But they found their way in in a kind of unconscious way. I wasn’t trying to make points, it’s not a crusade. I’m not trying to lecture an audience. To me it was about memory, it was about a time of great upheaval, but also a time of great creativity. My musical tastes were formed — I felt it was my time, as a teenager, and I wanted to revisit that time in all its aspects.
Q: This is quite different from your last movie, “1917”, and now there is your superhero satire on HBO. Is it hard to jump between genres and formats?
SM: I’ve always found it easier to jump between genres because I’ve always wanted to disrupt what I’d just done. I don’t like getting trapped in patterns. The only time I’ve ever done that is when I did two Bond movies one after the other. In between I tend to do theatre as well. I’ve always loved and enjoyed the fact that as I get off the train in this movie, another train is coming in the other direction, it’s speeding and I have to jump on that. I like the feeling of disruption that is involved.
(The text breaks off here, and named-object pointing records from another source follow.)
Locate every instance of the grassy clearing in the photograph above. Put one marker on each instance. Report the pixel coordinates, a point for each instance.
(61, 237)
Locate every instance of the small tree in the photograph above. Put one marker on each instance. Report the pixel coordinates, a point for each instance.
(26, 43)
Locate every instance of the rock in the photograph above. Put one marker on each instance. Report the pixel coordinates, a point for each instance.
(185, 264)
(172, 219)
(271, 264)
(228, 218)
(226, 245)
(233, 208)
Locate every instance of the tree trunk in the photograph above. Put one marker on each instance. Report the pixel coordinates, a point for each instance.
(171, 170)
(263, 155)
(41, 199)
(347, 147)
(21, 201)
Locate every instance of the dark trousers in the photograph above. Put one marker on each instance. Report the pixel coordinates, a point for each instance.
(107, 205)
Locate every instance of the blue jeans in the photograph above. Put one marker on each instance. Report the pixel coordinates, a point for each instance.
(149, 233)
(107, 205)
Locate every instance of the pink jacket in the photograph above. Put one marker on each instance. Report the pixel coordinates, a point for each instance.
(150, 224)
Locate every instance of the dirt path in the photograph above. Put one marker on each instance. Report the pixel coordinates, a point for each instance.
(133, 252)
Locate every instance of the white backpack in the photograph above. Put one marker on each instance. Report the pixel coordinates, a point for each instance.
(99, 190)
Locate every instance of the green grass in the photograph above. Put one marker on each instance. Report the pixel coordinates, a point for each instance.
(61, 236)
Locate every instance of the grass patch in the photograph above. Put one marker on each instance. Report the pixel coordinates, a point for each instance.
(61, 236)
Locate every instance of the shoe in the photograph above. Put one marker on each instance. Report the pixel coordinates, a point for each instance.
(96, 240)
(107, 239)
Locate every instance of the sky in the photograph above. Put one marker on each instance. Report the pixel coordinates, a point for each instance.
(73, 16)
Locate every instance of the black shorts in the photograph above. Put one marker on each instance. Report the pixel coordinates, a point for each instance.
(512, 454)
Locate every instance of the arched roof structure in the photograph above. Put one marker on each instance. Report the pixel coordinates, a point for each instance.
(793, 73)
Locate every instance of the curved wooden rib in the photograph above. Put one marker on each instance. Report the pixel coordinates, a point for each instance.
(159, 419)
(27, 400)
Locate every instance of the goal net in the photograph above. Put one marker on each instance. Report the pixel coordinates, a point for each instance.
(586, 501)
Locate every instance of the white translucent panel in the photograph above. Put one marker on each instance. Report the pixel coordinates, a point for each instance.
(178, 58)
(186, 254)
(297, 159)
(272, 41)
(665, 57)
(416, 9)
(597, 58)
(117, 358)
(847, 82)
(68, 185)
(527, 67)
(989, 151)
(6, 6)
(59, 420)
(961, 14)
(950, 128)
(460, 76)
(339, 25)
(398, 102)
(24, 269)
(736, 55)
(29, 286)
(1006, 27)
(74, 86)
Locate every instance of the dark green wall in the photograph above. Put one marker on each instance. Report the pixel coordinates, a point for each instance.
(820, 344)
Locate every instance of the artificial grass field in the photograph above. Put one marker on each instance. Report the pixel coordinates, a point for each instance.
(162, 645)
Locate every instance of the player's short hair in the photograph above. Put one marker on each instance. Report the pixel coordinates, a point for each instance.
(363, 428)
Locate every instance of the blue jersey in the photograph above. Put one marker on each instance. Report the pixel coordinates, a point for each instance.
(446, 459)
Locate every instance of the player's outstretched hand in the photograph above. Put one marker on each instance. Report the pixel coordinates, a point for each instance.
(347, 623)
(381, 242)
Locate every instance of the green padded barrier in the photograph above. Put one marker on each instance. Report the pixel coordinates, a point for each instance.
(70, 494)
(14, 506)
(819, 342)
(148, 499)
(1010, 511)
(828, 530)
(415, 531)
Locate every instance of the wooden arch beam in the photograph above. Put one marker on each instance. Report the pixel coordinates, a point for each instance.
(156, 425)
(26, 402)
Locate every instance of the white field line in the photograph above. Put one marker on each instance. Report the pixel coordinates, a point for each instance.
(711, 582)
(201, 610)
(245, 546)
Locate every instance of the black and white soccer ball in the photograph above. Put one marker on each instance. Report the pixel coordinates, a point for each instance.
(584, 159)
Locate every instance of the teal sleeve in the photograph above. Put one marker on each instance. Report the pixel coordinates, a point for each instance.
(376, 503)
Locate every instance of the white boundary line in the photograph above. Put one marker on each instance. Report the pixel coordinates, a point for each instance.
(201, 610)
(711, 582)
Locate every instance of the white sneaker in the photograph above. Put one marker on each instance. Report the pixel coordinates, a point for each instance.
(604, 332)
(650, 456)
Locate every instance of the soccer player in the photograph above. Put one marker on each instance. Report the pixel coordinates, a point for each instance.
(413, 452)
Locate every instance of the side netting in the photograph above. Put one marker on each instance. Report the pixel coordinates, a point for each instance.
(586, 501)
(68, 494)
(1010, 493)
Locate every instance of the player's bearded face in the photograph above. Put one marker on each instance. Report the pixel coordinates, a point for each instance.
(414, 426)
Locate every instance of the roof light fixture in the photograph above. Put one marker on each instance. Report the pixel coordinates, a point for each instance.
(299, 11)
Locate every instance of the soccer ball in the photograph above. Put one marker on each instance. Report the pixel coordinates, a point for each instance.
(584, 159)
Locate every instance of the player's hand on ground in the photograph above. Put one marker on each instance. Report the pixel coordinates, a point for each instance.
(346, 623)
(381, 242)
Q: Olivia was talking respectfully and with care and emotion about the process of working on the character Hilary with you, considering it’s so personally rooted in things that you went through. How was the process of making something personal as both the director and as the person who was involved in the experience?
SM: I think it’s very difficult to retain objectivity when you’ve written it yourself and it’s semi-autobiographical. It’s a daily struggle between the objective and the subjective. I tried to remain objective but I found it very difficult. I don’t think I’m a natural writer-director. I think I’m a natural director — I say that entirely immodestly. But I feel I love the work of others and I use it as a springboard, and I love the energy of other people’s words.
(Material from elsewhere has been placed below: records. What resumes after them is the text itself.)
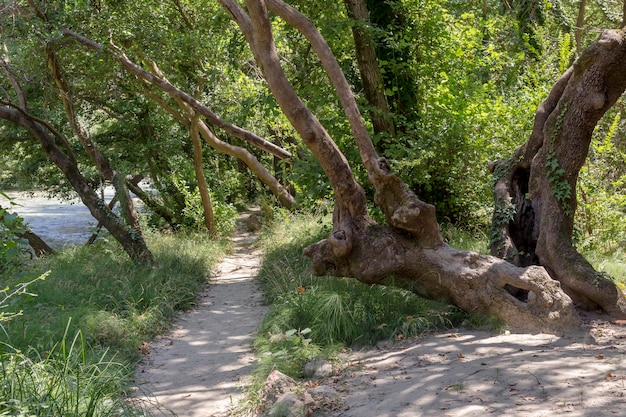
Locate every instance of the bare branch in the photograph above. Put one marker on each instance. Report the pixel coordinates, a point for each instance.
(212, 118)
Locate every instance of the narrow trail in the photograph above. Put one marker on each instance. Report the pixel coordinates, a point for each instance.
(198, 369)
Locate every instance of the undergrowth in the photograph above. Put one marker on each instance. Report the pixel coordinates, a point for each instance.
(320, 316)
(70, 343)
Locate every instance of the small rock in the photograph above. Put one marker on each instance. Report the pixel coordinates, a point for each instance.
(318, 368)
(276, 385)
(324, 391)
(288, 405)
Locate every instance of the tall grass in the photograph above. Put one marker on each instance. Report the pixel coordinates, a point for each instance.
(339, 312)
(72, 349)
(63, 383)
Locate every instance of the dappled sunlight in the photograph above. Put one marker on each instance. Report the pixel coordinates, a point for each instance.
(203, 363)
(471, 373)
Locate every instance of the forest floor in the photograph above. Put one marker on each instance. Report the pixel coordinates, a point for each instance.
(199, 369)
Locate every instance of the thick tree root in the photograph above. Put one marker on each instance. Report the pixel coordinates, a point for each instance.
(527, 299)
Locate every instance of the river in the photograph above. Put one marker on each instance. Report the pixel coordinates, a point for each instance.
(58, 223)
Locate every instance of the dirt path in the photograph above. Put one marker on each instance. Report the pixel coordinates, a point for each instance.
(198, 369)
(474, 374)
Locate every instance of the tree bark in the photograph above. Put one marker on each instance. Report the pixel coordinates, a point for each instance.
(129, 213)
(580, 22)
(281, 193)
(410, 248)
(132, 243)
(203, 187)
(535, 192)
(371, 76)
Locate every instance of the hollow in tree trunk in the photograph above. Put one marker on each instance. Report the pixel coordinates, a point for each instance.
(535, 191)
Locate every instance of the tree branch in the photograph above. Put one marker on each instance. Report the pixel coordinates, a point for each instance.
(213, 118)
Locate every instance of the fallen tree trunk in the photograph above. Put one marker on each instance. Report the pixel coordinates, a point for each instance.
(535, 191)
(410, 248)
(473, 282)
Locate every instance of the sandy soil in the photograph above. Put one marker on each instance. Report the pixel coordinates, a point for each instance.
(199, 369)
(471, 373)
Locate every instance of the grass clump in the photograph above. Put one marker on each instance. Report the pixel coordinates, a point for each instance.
(63, 383)
(335, 312)
(110, 305)
(115, 302)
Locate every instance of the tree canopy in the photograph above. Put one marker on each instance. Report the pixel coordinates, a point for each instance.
(392, 109)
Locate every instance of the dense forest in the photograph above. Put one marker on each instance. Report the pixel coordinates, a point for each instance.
(407, 114)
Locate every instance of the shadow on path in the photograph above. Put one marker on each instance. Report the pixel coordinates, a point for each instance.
(200, 367)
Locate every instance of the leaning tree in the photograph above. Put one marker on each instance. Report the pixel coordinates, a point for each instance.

I come from the theatre and in the theatre the playwright is the central figure, in a way. So it was not a natural fit for me and I struggled with that push-pull. And also, as you correctly say, there are two me’s in the film. One is the childhood me observing my mother in her breakdown, and the other is the teenage me in the early Eighties watching those movies, hearing that music, being amongst that political landscape with great racism problems, and unemployment and what-have-you.
So yeah, I think it’s interesting, and maybe as I get further away, I’ll begin to understand where it fits in my life. But right now, I feel like I’m still too close to it. It was something that just came out of me, bubbled out of me. What I can say is it was a great experience making [the movie] with the actors. I loved working with Olivia: I loved her lack of fuss, and her clarity and her unbelievable talent. It was like a blowtorch: it’s just suddenly “ON”, full, or it’s off, there’s nothing in between. You don’t build up to it, it’s like a force of nature. And that was very exhilarating for me, in that particular role.
Q: What have you learned from writing Hilary and Stephen?
SM: There was a good deal of wishful thinking in the film. Hilary’s journey differs from my mother in one crucial respect: that she’s able to talk about what’s happened to her. So I think what I want to take away from it is that there’s always a possibility of rebirth. The film ends with a poem by Philip Larkin, “Begin afresh, afresh, afresh,” he says. To me, that’s [it]: out of the ashes of the old grows the roots of the new. That feeling is very important and I think I learned to embrace that in this movie.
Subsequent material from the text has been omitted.